Nós temos o nosso orçamento e planejamento anual, e dentro dessa programação nós já contamos com a possibilidade de acontecer epidemias, por causa do histórico da fundação, que é de já ter enfrentado epidemias e surtos. Com a questão da covid, houve um aumento de demanda significativo e o governo liberou uma dotação específica para isso. E essa dotação foi a partir da avaliação da própria fundação, do quanto que nós precisaríamos.

Além disso, a partir do momento em que a gente teve esse aumento de demanda, nós nos reorganizamos a movimentação de RH. A diretoria do Laboratório Central, por exemplo, tem 268 servidores, e com o isolamento social nossa demanda em outras áreas como fiscalização em comércio, por exemplo, está parada. Em lugares onde houve alguma supressão de demanda, os trabalhadores foram remanejados para atuar na área da covid. Então, nós tivemos o remanejamento de muitos funcionários para lidar com a pandemia, a utilização de diversos outros laboratórios da fundação para este fim, e outra diretoria também foi direcionada para esta atuação, que é a diretoria de pesquisa.
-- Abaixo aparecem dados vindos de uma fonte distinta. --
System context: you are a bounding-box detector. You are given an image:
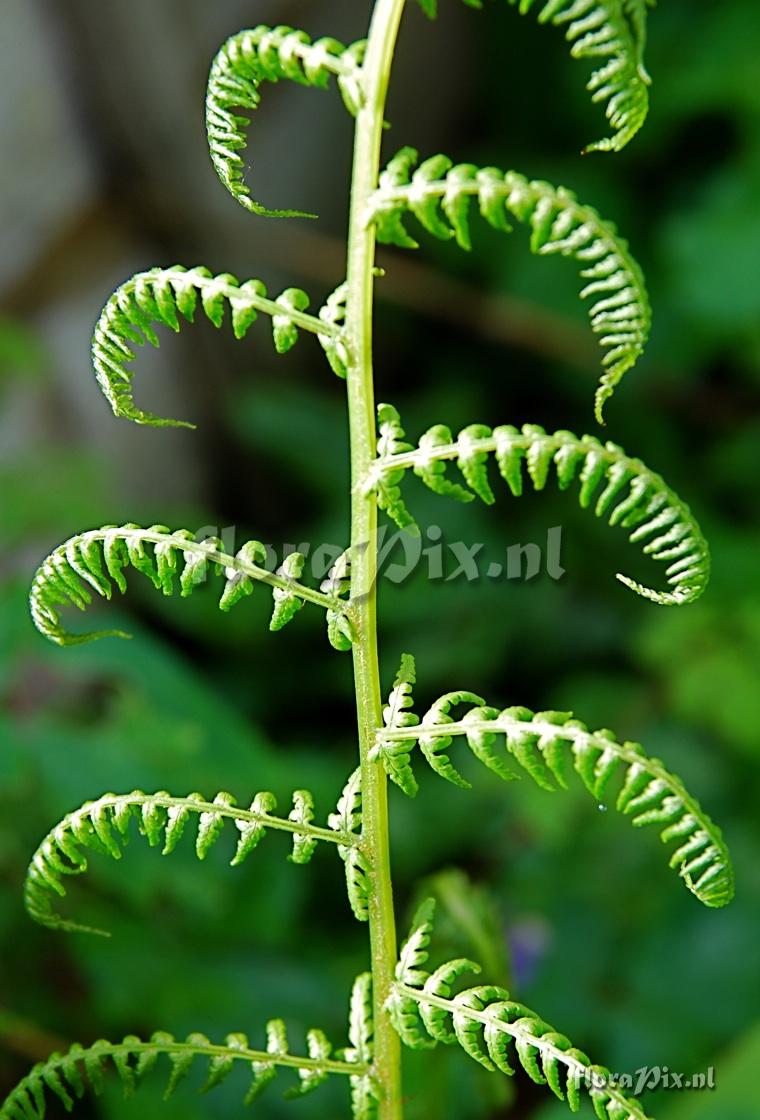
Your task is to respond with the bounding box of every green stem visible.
[346,0,405,1120]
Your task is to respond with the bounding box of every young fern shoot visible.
[0,0,733,1120]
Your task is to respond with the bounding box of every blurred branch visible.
[273,226,598,371]
[0,1007,68,1062]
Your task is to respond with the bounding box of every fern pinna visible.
[0,0,733,1120]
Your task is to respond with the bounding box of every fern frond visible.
[345,972,378,1120]
[92,264,341,428]
[508,0,649,151]
[368,148,651,421]
[419,0,654,151]
[388,899,647,1120]
[369,653,420,797]
[29,524,350,645]
[0,1019,368,1120]
[319,549,355,651]
[319,281,349,381]
[363,414,710,606]
[376,404,420,536]
[206,26,366,217]
[25,790,358,936]
[327,767,369,922]
[373,654,734,907]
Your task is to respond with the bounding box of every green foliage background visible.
[0,0,760,1120]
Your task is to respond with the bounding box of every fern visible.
[419,0,654,151]
[93,264,340,428]
[328,768,369,922]
[345,972,378,1120]
[0,0,733,1120]
[25,790,362,936]
[390,899,647,1120]
[0,1019,367,1120]
[363,404,710,605]
[206,26,366,217]
[373,654,734,907]
[29,524,351,648]
[368,148,651,421]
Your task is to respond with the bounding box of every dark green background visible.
[0,0,760,1120]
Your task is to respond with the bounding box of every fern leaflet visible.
[345,972,378,1120]
[319,281,349,381]
[372,654,734,907]
[92,264,341,428]
[319,549,355,651]
[390,899,647,1120]
[0,1019,367,1120]
[29,524,350,648]
[328,767,369,922]
[25,790,358,936]
[206,26,366,217]
[419,0,654,151]
[368,148,651,421]
[364,405,710,606]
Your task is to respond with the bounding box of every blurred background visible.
[0,0,760,1120]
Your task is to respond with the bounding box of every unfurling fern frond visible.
[319,281,349,381]
[25,790,358,936]
[206,26,366,217]
[319,549,354,651]
[368,148,651,420]
[388,899,647,1120]
[328,767,369,922]
[0,1019,368,1120]
[92,264,341,428]
[345,972,378,1120]
[29,524,350,648]
[369,653,420,797]
[372,654,734,907]
[376,404,420,536]
[419,0,654,151]
[364,414,710,606]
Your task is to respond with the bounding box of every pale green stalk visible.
[346,0,404,1120]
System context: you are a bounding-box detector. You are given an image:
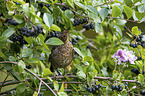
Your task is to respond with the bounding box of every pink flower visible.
[112,49,137,65]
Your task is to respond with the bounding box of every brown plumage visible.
[49,30,73,71]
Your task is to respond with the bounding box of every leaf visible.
[131,26,141,36]
[2,27,15,38]
[112,5,121,17]
[45,37,64,45]
[77,71,86,79]
[22,48,33,57]
[64,10,74,18]
[59,82,64,92]
[138,74,144,84]
[16,83,26,94]
[18,60,26,71]
[100,8,108,20]
[13,14,24,23]
[43,68,52,76]
[123,6,133,19]
[74,47,84,57]
[23,4,30,17]
[58,92,67,96]
[43,13,53,27]
[50,24,61,32]
[53,81,59,91]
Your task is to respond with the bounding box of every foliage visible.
[0,0,145,96]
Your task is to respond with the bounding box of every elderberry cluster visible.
[83,23,95,30]
[130,29,145,48]
[111,84,123,92]
[18,26,43,37]
[45,31,60,41]
[87,84,102,93]
[140,90,145,95]
[62,6,69,11]
[73,18,88,26]
[38,2,50,8]
[10,33,27,45]
[72,37,79,45]
[8,19,18,26]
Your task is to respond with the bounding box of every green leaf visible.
[77,71,86,79]
[2,27,15,38]
[131,26,141,36]
[23,4,30,17]
[121,90,128,96]
[123,6,133,19]
[58,92,67,96]
[43,68,52,76]
[43,13,53,27]
[13,14,24,23]
[59,82,64,92]
[45,37,64,45]
[53,81,59,91]
[112,5,121,17]
[100,8,108,20]
[64,10,74,18]
[138,74,144,84]
[22,48,33,57]
[113,70,118,80]
[50,24,61,32]
[18,60,26,71]
[16,83,26,94]
[74,47,84,57]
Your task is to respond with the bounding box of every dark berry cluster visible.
[140,90,145,95]
[87,84,102,93]
[131,68,140,75]
[72,37,79,45]
[10,34,27,45]
[38,2,50,8]
[130,29,145,48]
[8,19,18,26]
[18,26,43,37]
[83,23,95,30]
[45,31,60,41]
[26,65,32,69]
[62,6,69,11]
[111,84,123,92]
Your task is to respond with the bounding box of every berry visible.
[111,85,115,90]
[26,65,32,69]
[45,4,50,7]
[124,26,127,29]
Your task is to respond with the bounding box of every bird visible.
[49,28,74,72]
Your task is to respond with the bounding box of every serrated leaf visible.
[53,81,59,91]
[64,10,74,18]
[13,14,24,23]
[138,74,144,84]
[2,27,15,38]
[50,24,61,32]
[100,8,108,20]
[112,5,121,17]
[131,26,141,35]
[16,83,26,93]
[22,48,33,57]
[43,13,53,27]
[74,47,84,57]
[45,37,64,45]
[123,6,133,19]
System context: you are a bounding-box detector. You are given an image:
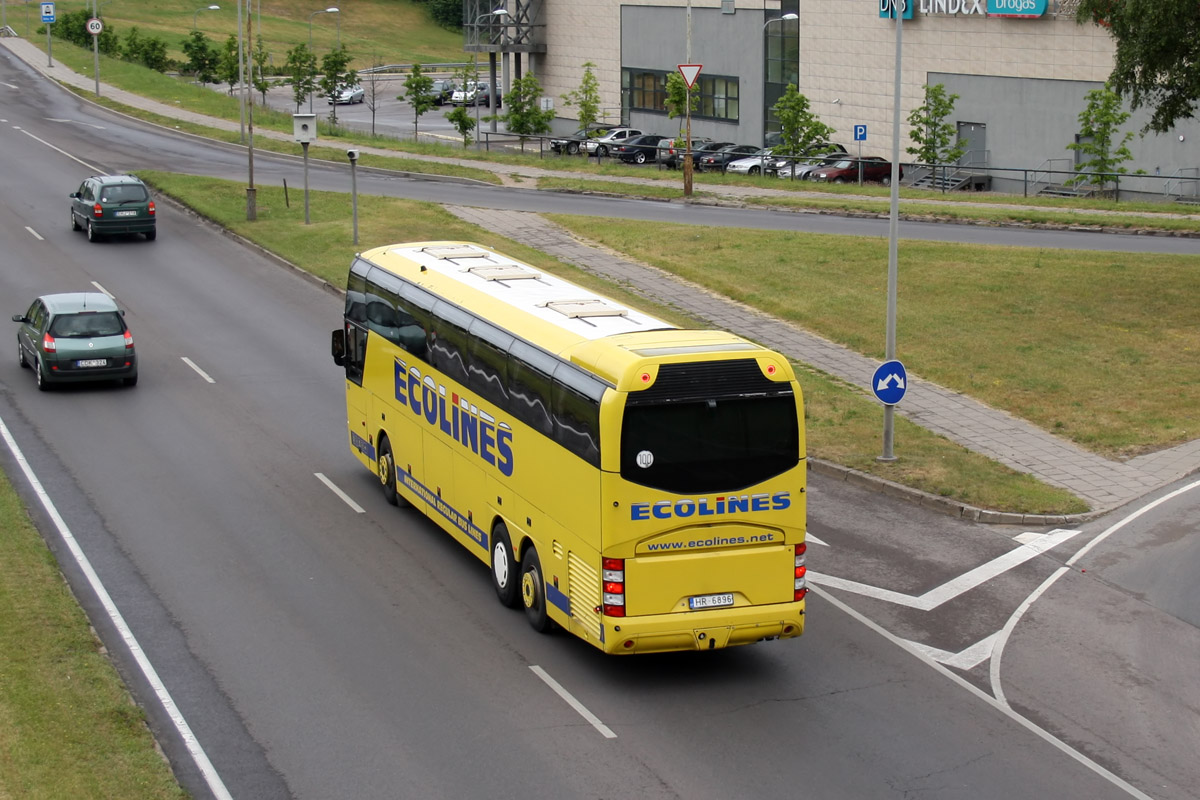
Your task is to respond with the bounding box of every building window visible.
[620,68,740,122]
Essas foram algumas das ações. Nós fizemos também uma ampliação da rede de laboratórios para trabalhar com a fundação. Nós temos uma rede credenciada pela FUNED e dos laboratórios da UFMG, do Hemominas, Federal da Defesa Agropecuária e da FioCruz.

Hoje isso tem sido o suficiente para lidar com a demanda. Daqui a uma semana não saberemos dizer, porque durante uma epidemia as demandas são muito conjunturais, mas hoje está sendo o suficiente.

Qual a importância do Sistema Público de Saúde e das instituições públicas de saúde para o enfrentamento a uma pandemia?

O SUS é um sistema de igualdade que dá a oportunidade de todos terem acesso a qualquer serviço de forma gratuita e é assim que tem que ser as instituições de saúde, como os laboratórios. É importante a gente lembrar que a FUNED não está aqui só nas epidemias - e foram muitas já, não é? Dengue, Zika, Chikungunya, Febre amarela, Cólera, Meningite, etc.

Mas mesmo que a gente não perceba, a FUNED está dentro da casa de cada um. Quando a gente abre a torneira de casa, tem trabalho da FUNED porque somos nós que fazemos a análise da água para consumo humano. Quando nós escovamos o dente, tem trabalho da FUNED porque o creme dental em Minas Gerais é um produto fiscalizado pela fundação. Por mais que a gente não tenha essa percepção, a FUNED está inserida no dia a dia de todos os mineiros.